De Nederlandse bank ABN AMRO BANK N.V. mocht de rekening van de Surinaamse bank SURICHANGE BANK N.V. opzeggen vanwege onder meer het gevaar van witwassen, zo heeft de rechter in deze zaak van 13 maart 2020 geoordeeld.

Feiten

Surichange Bank is een van de in Suriname gevestigde banken, opgericht in 2005, en biedt gebruikelijke bankdiensten zoals kredietverlening, sparen en betalen. Zij staat onder toezicht van de Centrale Bank van Suriname en heeft geen bankvergunning voor Nederland of Europa.

Sinds 2011 heeft Surichange Bank bij ABN AMRO een zogenoemde nostro-rekening (vanuit het perspectief van ABN AMRO aangeduid als loro-rekening) in euro’s. De door B.V. Suri-Change voor haar circa 50.000 klanten uitgevoerde transacties (jaarlijks ca 188.000) hebben voor 70% betrekking op Suriname. Klanten betalen in Nederland geld op de rekening van B.V. Suri-Change. Zij stort of boekt de betalingen door naar de nostro-rekening van ABN AMRO. Harde valuta komen zo op het nostro-account terecht en de tegenwaarde daarvan wordt door Surichange Bank in Surinaamse dollars (SRD) in Suriname uitgekeerd of overgemaakt aan de begunstigde.

Bij e-mail van 20 september 2019 heeft ABN AMRO aan Surichange Bank bericht van plan te zijn om de bankrelatie te beëindigen. Bij brief van haar advocaat van 25 oktober 2019 heeft Surichange Bank daartegen gemotiveerd bezwaar gemaakt en verzocht om heroverweging. Bij brief van 2 januari 2020 heeft ABN AMRO uiteengezet dat en waarom de uitkomst van de heroverweging negatief is en dat de rekening vanwege – kort gezegd – risico’s van reputatieschade en witwassen wordt beëindigd met ingang van 2 maart 2020.

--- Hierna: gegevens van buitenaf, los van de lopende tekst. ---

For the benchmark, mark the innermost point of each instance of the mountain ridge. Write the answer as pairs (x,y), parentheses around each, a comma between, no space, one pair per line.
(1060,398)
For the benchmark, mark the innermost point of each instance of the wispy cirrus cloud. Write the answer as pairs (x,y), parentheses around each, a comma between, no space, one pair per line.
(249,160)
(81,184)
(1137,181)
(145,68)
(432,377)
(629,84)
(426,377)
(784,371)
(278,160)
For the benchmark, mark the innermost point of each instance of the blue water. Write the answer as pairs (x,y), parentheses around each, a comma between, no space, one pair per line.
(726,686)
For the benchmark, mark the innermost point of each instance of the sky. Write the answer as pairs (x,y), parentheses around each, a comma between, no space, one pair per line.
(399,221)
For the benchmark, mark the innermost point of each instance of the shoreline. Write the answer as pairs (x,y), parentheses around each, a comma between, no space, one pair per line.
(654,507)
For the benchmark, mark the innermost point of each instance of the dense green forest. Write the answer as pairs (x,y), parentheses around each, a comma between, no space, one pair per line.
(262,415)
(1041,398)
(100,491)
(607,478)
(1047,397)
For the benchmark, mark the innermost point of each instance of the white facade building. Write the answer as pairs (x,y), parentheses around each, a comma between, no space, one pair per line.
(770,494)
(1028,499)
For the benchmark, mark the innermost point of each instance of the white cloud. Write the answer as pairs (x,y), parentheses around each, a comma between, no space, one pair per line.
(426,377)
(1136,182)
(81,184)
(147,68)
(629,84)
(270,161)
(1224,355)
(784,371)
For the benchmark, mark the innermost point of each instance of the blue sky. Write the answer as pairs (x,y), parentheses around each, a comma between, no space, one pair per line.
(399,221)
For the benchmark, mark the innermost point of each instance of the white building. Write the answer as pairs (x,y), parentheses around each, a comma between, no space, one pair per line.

Oordeel voorzieningenrechter

De voorzieningenrechter is met ABN AMRO van oordeel dat Surichange Bank in de categorie ‘hoger risico’ in de zin van de Wwft valt, alleen al vanwege de correspondentrelatie en haar vestigingsplaats (Suriname is een land met verhoogd risico). Dit betekent dat ABN AMRO naast het gebruikelijke voortdurende cliëntenonderzoek van artikel 3 Wwft verscherpt cliëntenonderzoek moet doen. Een instelling kan op basis van het cliëntenonderzoek en het vastgestelde risicoprofiel concluderen dat een bestaande relatie met een cliënt te grote integriteitrisico’s met zich brengt. ABN AMRO heeft voldoende aannemelijk gemaakt dat die situatie zich hier voordoet.

Zo vormt de voeding van het nostro-account en het atypische gebruik ervan een risico op witwassen. De bijschrijvingen zijn niet van Surichange Bank zelf afkomstig maar van B.V. Suri-Change en haar (Nederlandse) klanten. Het gaat veelal om door de klanten bij B.V. Suri-Change gestorte contante bedragen.

De conclusie is dan ook dat ABN AMRO vanwege concrete en reële integriteitsrisico’s voldoende gronden had voor de opzegging.